The second case is a 88-year-old diabetic and hypertensive woman with significant vasculopathy, diagnosed with ACKD secondary to diabetic nephropathy, on haemodialysis through a femoral CVC, who was admitted due to septic shock of uncertain origin. Empirical antibiotic therapy was started with vancomycin and meropenem, confirming the diagnosis of CRB due to Ochrobactrum anthropi. Despite significant clinical improvement, in view of the persistence of fever and given the history of the previous case, it was decided to remove the CVC and complete treatment with ciprofloxacin. Implanting a new CVC resolved the condition and there were no new infectious complications.

CRB due to Ochrobactrum anthropi is a very rare condition in our setting. This microorganism is a gram-negative bacillus, ubiquitous in nature, belonging to the Brucellaceae family, within the Alphaproteobacteria class.3 In recent years its importance has increased as an emergent pathogen in immunocompromised patients, especially in hospital settings,6 and the most commonly described infection is CRB, due to this bacteria's easy adherence to synthetic hospital materials, a characteristic similar to those of the genus Staphylococcus.5

Although most cases of infection from this microorganism have been described in immunocompromised patients, some cases have been described in immunocompetent patients.4,5

To date, there are few published cases of bacteraemia in patients on haemodialysis,5,7–9 none of them in Spain.

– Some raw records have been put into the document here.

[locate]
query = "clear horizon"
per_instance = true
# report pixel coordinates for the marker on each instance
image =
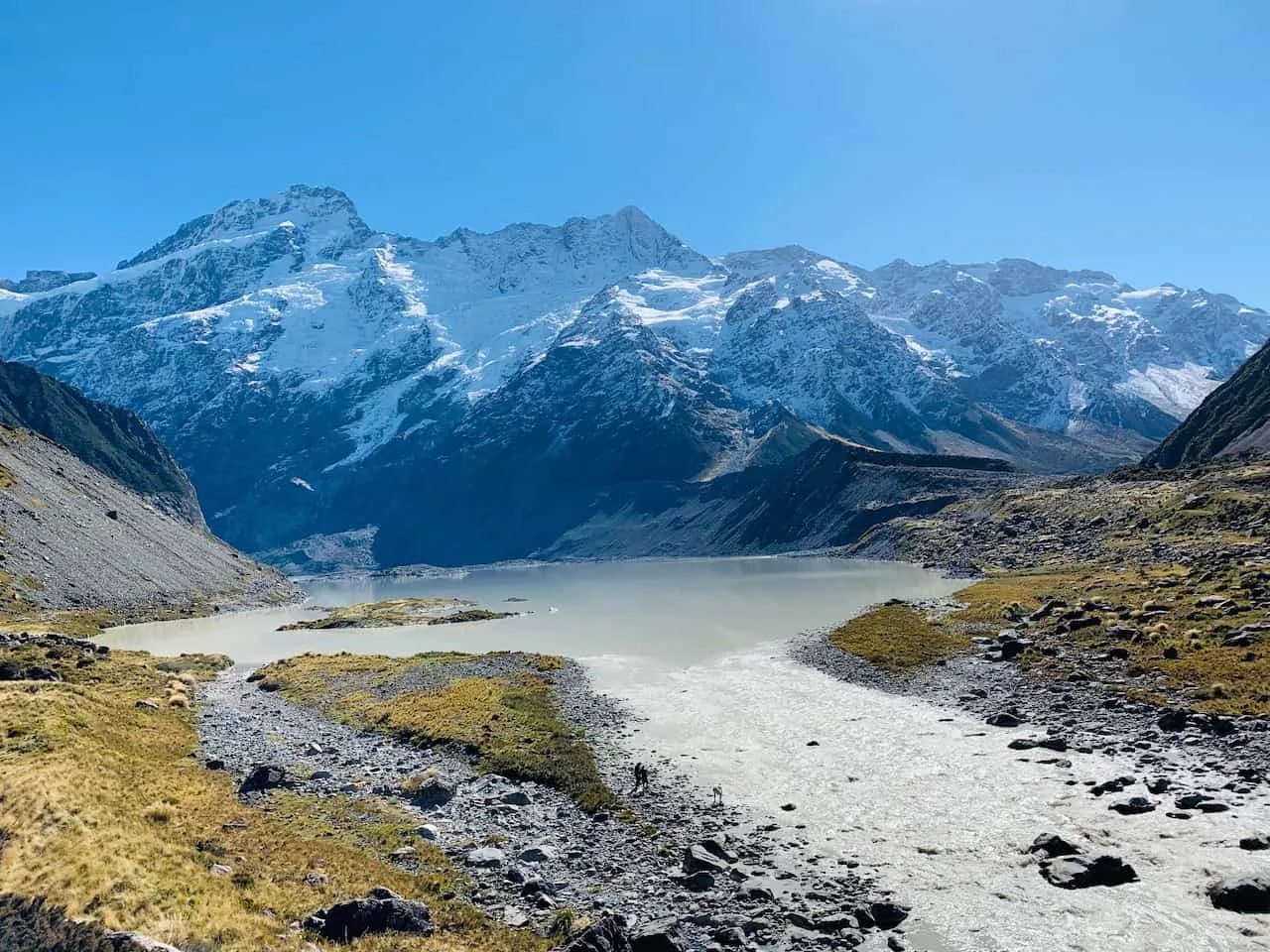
(1123, 136)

Endophthalmitis, meningitis, endocarditis, osteochondritis, pancreatic abscess and pelvic abscess conditions have been described.

In most of these, the strains of Ochrobactrum anthropi were resistant to beta-lactams and groups of antibiotics such as penicillins, cephalosporins and aztreonam, but were sensitive to aminoglycosides, fluoroquinolones, carbapenems, tetracyclines and trimethoprim/sulfamethoxazole. Resistance is mediated in part by the presence of inducible type AmpC β-lactamases.10 Our cases matched this pattern of sensitivity and resistance.

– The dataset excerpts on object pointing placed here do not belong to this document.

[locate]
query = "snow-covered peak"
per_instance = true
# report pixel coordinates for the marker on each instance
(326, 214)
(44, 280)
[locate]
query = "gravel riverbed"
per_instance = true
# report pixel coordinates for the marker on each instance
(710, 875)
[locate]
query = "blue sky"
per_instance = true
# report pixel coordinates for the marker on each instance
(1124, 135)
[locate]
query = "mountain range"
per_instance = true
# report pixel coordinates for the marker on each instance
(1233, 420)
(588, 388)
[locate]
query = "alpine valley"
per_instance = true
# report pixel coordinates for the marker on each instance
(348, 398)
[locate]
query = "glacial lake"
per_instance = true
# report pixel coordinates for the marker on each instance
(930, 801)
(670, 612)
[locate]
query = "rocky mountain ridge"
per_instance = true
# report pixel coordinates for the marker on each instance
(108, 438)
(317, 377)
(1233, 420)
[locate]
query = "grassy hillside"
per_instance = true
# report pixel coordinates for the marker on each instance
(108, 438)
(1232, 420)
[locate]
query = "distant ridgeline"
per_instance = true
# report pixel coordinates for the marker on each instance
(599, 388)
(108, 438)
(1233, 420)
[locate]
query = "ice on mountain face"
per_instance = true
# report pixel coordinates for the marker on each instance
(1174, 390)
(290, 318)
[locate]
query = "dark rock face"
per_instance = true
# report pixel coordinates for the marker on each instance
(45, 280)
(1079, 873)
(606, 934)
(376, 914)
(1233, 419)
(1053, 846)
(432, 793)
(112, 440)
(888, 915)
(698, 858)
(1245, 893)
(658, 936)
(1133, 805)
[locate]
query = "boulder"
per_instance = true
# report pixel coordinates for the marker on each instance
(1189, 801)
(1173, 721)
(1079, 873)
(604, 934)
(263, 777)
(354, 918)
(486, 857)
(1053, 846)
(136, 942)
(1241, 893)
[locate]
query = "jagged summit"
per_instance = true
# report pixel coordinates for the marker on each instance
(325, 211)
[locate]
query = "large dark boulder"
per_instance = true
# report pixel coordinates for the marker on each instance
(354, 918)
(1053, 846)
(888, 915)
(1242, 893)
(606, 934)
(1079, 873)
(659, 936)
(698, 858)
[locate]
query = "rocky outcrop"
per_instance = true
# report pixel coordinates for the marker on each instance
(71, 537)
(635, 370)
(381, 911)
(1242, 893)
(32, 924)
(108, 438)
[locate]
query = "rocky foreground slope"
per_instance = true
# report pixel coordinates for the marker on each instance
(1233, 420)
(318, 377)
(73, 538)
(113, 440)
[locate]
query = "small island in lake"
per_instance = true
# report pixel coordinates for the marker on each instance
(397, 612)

It should finally be noted that, as in other published cases, we did not see any local signs of infection at the catheter insertion site, with scant clinical expressiveness of the condition, except for the presence of fever. In the second case, the severity of the general condition of the patient was noteworthy, with no focal point of infection data, improving rapidly after starting antibiotic therapy. All this presents the need for high clinical suspicion with early diagnosis and treatment.

In conclusion, it is important to highlight the emergent role of Ochrobactrum anthropi as a pathogen responsible for CRB tunneled for haemodialysis. We also consider that early intravenous antibiotic treatment is important, and if no response is obtained within 48–72h of starting, early withdrawal of the dialysis catheter should be performed to definitively eradicate the microorganism.